Questions over effectiveness of Safeguard Mechanism
March 27, 2018
The Clean Energy Regulator has reported that all 154 'responsible emitters' under the Safeguard Mechanism of the National Greenhouse and Energy Reporting scheme met their requirements in the first full year of the safeguard mechanism, although 16 industrial sites breached their emissions limits and had to buy carbon credits to cover them.

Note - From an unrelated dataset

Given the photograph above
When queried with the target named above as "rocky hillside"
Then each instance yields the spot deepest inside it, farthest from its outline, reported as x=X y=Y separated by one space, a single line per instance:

This is despite the fact that 48 companies had been allowed to increase their emissions baselines.
The Safeguard Mechanism commenced on 1 July 2016, and applies to all facilities that emit more than 100,000 tonnes carbon dioxide equivalent (CO2-e) emissions in a financial year, with the first reporting period ending 30 June 2017. These facilities are in the electricity, mining, oil and gas, manufacturing, transport, and waste sectors and are jointly responsible for around half of Australia’s annual emissions.
Emissions were reported to the Clean Energy Regulator on 31 October 2017, and responsible emitters had until 28 February 2018 to surrender Australian carbon credit units (ACCUs) if their emissions were above their baseline.
As at 31 October 2017, there were 154 responsible emitters identified with one or more large facilities, resulting in 203 facilities having legislated obligations under the safeguard mechanism for the 2016–17 reporting year.
Facilities who reported emissions above their baseline had a range of options to meet their obligations under the safeguard mechanism including applying for a calculated baseline, baseline variation or multi-year monitoring period, or surrendering ACCUs to offset their emissions.
The biggest purchasers of credits were miners Anglo Coal (133,104 tonnes worth at the Capcoal mine in Queensland), Glencore (81,851 tonnes at the Tahmoor coalmine in NSW) and Rio Tinto (68,305 at the Alcan Gove bauxite mine in Arnhem Land).
Energy energy and emissions advisory firm, RepuTex, last month reported that 57 industrial facilities, across 48 companies, had been given permission to increase their emissions baselines under the Safeguard Mechanism, potentially allowing an additional 22 million tonnes of carbon dioxide equivalent (Mt CO2/e) increases per annum.
“Reported baselines therefore act as a limit in name only, with companies largely free to ‘choose their own cap’, with no penalty or requirement to offset emissions increases.”
Following last year's Climate Change Policy Review, the Federal Government is proposing changes to the Safeguard Mechanism, in particular changes to the current baseline setting arrangements to allow for business growth.
A consultation paper was released last month outlining the changes, and submissions are due by March 30.
Reputex estimates that emissions from facilities covered by the mechanism will reach 30 per cent above 2005 levels by 2030 – an increase of 16 per cent since the scheme began in July 2016.
Reputex Executive Director, Hugh Grossman said the government was giving more flexibility for large emitting companies rather than tighter compliance.